Homens de todas as idades
Os desaparecidos são principalmente homens, não necessariamente jovens, como o grupo de lideranças do campo, que nunca mais foram vistos. Em 15 de setembro, no dia seguinte ao assassinato do presidente eleito Bachir Gemayel, foguetes começaram a cair no campo”, diz Jamilé Chéhadé, um ativista social e humanitário. “Cerca de 15 lideranças se reuniram para discutir a oportunidade de ir até os israelenses, que estavam estacionados nas entradas do campo, para lhes dizer que aqui só havia mulheres e crianças sem armas no local. Foi formada uma delegação de sete pessoas, incluindo meu pai”, continua, em entrevista à RFI.
Quando chegou a hora de partir, um vizinho, não convencido pela ideia, puxou o pai de Jamilé pela manga e o arrastou para tomar um café.

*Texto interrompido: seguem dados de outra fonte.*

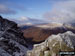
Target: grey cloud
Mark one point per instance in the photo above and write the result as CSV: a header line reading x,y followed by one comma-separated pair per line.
x,y
62,12
5,10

A delegação partiu sem ele. Após horas de espera, alguns habitantes de Shatila decidiram ir em busca dos homens que partiram em mediação. Seu carro vazio e queimado ainda se encontrava na entrada do acampamento. Nenhum corpo jamais foi encontrado. “O mais jovem tinha 75 anos de idade. Apesar disso, para nós, eles não morreram naquele dia”, acrescenta Chéhadé.
O número exato de pessoas desaparecidas dos campos de Sabra e Shatila não é conhecido. Dizem que são centenas, homens de todas as idades, separados de suas famílias ou sequestrados durante as batidas durante o massacre, e cujos corpos nunca foram encontrados.
Nem mortos nem vivos, o único status que pode ser reivindicado é o de “desaparecidos”.